Project: OCE-PRF Ecological consequences of seawater chemistry modification by ecosystem engineers

NSF Award Abstract
This award is funded in whole or in part under the American Rescue Plan Act of 2021 (Public Law 117-2). This project will determine how ecosystem engineers shape communities by altering local chemistry. Ecosystem engineers modify the physical properties of a habitat often via the dense aggregation of individuals (e.g. mussel beds, kelp canopies, etc.) and can harbor extensive biodiversity compared to unmodified habitats. Such habitats can control resident communities through a variety of mechanisms including altering local chemistry. Through laboratory and field experiments, this project will compare how the altered chemical environments within diverse assemblages of habitat-forming species can shape long-and short-term community resilience to chemical stress. Results of this study will directly inform aquaculture, conservation, and restoration by revealing mechanisms available to prepare communities for more stressful oceans in the future. This project will additionally broaden participation in science by groups typically underrepresented in ecology by partnering with existing STEM recruitment programs and allocating funds to compensate participants. In collaboration with local shellfish aquaculture and community education programs, this project will also serve as the basis for education and outreach materials that are used to increase peoples’ connection to the environment while educating them on topics related to environmental stewardship and scientific research in an academia-industry-community collaboration.

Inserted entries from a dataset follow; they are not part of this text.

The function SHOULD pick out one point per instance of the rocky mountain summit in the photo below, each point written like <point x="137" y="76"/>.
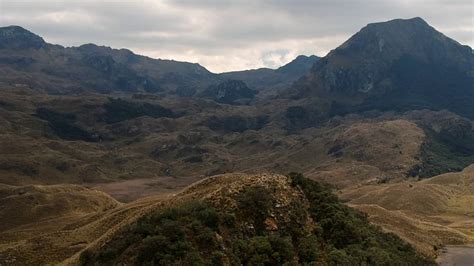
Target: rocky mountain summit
<point x="395" y="65"/>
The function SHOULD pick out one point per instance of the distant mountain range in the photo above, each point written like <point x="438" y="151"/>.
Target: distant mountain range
<point x="395" y="65"/>
<point x="25" y="58"/>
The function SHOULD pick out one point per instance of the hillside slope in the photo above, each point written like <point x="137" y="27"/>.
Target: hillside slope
<point x="395" y="65"/>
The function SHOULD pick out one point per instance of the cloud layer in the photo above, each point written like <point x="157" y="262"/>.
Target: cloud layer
<point x="225" y="35"/>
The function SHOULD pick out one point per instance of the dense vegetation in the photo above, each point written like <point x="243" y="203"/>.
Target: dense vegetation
<point x="236" y="123"/>
<point x="117" y="110"/>
<point x="444" y="152"/>
<point x="198" y="233"/>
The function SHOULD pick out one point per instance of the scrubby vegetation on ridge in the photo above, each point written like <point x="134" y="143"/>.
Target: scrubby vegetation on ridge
<point x="443" y="153"/>
<point x="252" y="233"/>
<point x="117" y="110"/>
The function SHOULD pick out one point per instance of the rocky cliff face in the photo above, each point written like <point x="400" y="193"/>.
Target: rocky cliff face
<point x="399" y="64"/>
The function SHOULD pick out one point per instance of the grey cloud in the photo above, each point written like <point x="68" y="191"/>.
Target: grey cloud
<point x="226" y="35"/>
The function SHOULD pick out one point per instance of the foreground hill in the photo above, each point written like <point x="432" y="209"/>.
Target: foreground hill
<point x="233" y="218"/>
<point x="428" y="214"/>
<point x="394" y="65"/>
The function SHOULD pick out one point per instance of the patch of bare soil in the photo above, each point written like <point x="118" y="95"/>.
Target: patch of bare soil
<point x="129" y="190"/>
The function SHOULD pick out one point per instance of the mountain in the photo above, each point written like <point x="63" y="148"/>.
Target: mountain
<point x="271" y="81"/>
<point x="244" y="219"/>
<point x="395" y="65"/>
<point x="299" y="65"/>
<point x="26" y="59"/>
<point x="229" y="92"/>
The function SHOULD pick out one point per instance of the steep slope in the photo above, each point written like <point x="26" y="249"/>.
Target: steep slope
<point x="39" y="203"/>
<point x="394" y="65"/>
<point x="271" y="81"/>
<point x="252" y="219"/>
<point x="26" y="60"/>
<point x="428" y="214"/>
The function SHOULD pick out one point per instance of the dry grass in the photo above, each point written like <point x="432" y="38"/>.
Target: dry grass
<point x="429" y="213"/>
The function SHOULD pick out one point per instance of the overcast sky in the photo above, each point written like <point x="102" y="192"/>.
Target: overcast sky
<point x="226" y="35"/>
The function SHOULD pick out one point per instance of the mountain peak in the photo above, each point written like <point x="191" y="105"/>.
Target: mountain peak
<point x="299" y="65"/>
<point x="398" y="64"/>
<point x="16" y="37"/>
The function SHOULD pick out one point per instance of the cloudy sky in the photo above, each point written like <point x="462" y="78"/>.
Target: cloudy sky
<point x="226" y="35"/>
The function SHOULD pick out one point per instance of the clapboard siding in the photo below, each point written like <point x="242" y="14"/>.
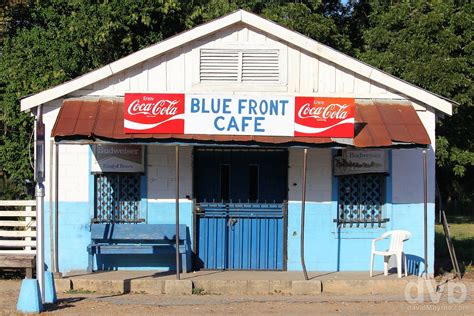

Small scale alterations of seawater chemistry within biogenic habitats can be dominated by biological processes like respiration, photosynthesis, calcification, dissolution, and their combinations (e.g. macroalgal canopies vs coralline algal canopies vs mussel beds). Each of these processes has different consequences for the seawater carbonate system in that they can, for example, either decrease or increase carbon dioxide concentrations (photosynthesis and respiration, respectively) or either decrease or increase alkalinity (calcification and dissolution, respectively). These processes additionally occur against a backdrop of further perturbations to carbonate chemistry by larger scale processes like ocean acidification or riverine discharge. This project will examine the ability of different habitat-forming ecosystem engineers to ameliorate diverse chemical stresses within the habitat they create and the time scales over which that amelioration occurs.Short-term amelioration potential will be assessed by determining whether habitat preference of mobile or settling taxa differs under acute chemical stress conditions. By measuring growth rates of residents within diverse types of biogenic habitat this project will reveal amelioration potential during a resident organism’s lifetime. Lastly, the ability of these habitats to drive resident adaption to chemical stress will be determined by tracking how strains of a locally adapted clam originating from different types of habitats perform in the face of chemical stress events. Overall, this project, aims to reveal the chemical contexts under which various types of chemical modification by foundation species can either facilitate or inhibit the members of associated invertebrate communities across several time scales This award reflects NSF's statutory mission and has been deemed worthy of support through evaluation using the Foundation's intellectual merit and broader impacts review criteria.